Nat Meyers: Yellow Peril (Easy Eye Sound Distributed by Concord) – Album Review
Reviewed by Harry Kaplan
Take a trip back to the Mississippi Delta circa 1900 with Nat Meyers. He is able to assimilate the essence of all those great country and delta blues artists such as Robert Johnson, Mississippi John Hurt, Furry Lewis, et. al. I mean he nails it like a carpenter fastening two pieces of wood. The music is so complete and so authentic you cannot discern which period of time you are in. The only clue is the recording quality, which is definitely modern. There are no pops, crackles, or warbles, which some may argue detracts from the authenticity, but I say nay. The impeccable recording quality of Yellow Peril only adds to the wonderful listening experience. Those extraneous noises in the old recordings make listening a challenge. Yellow Fever takes those obstacles away and you are left with pure 24 karat gold. No fillers or impurities.
Duck ‘N’ Dodge is a perfect example. This song is a time machine that transports me to Cairo, Mississippi. I’m standing on the river bank at Fort Defiance State Park, at the exact spot where the Ohio and Mississippi rivers intersect. The jug of wine in the paper sack just came by and I took a big swig. It’s the kind of wine that give ya’ the shivers, but it does what it has to do. I’m not sure if the wine is mixed with turpentine or linseed oil, but you pays your money and takes your chances. It’s right around dusk and the campfire smoke is pungent and rises high into the atmosphere. Nat is sitting on a stool strumming cords and picking the finest blues known to man. Everyone in attendance is drinking and nodding their heads, keeping perfect time with the music.

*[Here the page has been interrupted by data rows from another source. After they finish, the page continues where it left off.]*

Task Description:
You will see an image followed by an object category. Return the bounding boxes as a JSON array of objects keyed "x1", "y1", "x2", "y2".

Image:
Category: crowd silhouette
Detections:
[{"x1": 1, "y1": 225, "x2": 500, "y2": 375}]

Like the bluesman that preceded him, Nat sings about heartache, cheating, hoppin’ trains, and racism. Yellow Peril poignantly describes the heartache and trauma associated with overt racism. Nat is Korean and has experienced more than his share of judgement and discrimination. Instead of allowing things outside his control to cripple him, he writes and sings about it. His account is so honest and raw that it is sometimes hard to listen to. The truth hurts, but with the truth comes awareness. And with awareness comes change:
“Everywhere I been somebody being abused
Never gonna win some of us are born to lose
Just wanna have a little fun before we die
There never ever was no difference tween you and I
Yellow peril, yellow peril, yellow peril, man
Yellow peril, yellow peril, yellow peril, man”
It’s impossible to think about delta and country blues without mentioning hopping a train. It was a way of life for troubadours and other disenfranchised men and women. Nat perfectly translates those feelings and the action of riding down the tracks in some rickety boxcar. All of the emotions are conjured up: fear, excitement, loneliness, and danger. 75-71 takes the listener on a journey riding the L&N or Yellow Dog line with the overwhelming sound of the steel train wheels hitting the tracks at 70 miles an hour and the smell of burning coal that permeates the air and leaves a burn in your eyes and lungs.
If you like your music packed with emotion and a sense of danger, Yellow Peril is right up your alley. This is not just a listening experience, it is definitely an adventure. Nat’s ability to transcend time and place and take the listener on a bumpy ride through parts of the country that are mainly overlooked is uncanny. If you want to experience life 100 years ago or you have the penchant to hop a train but don’t know how, listen to Yellow Peril. It is a very close substitute.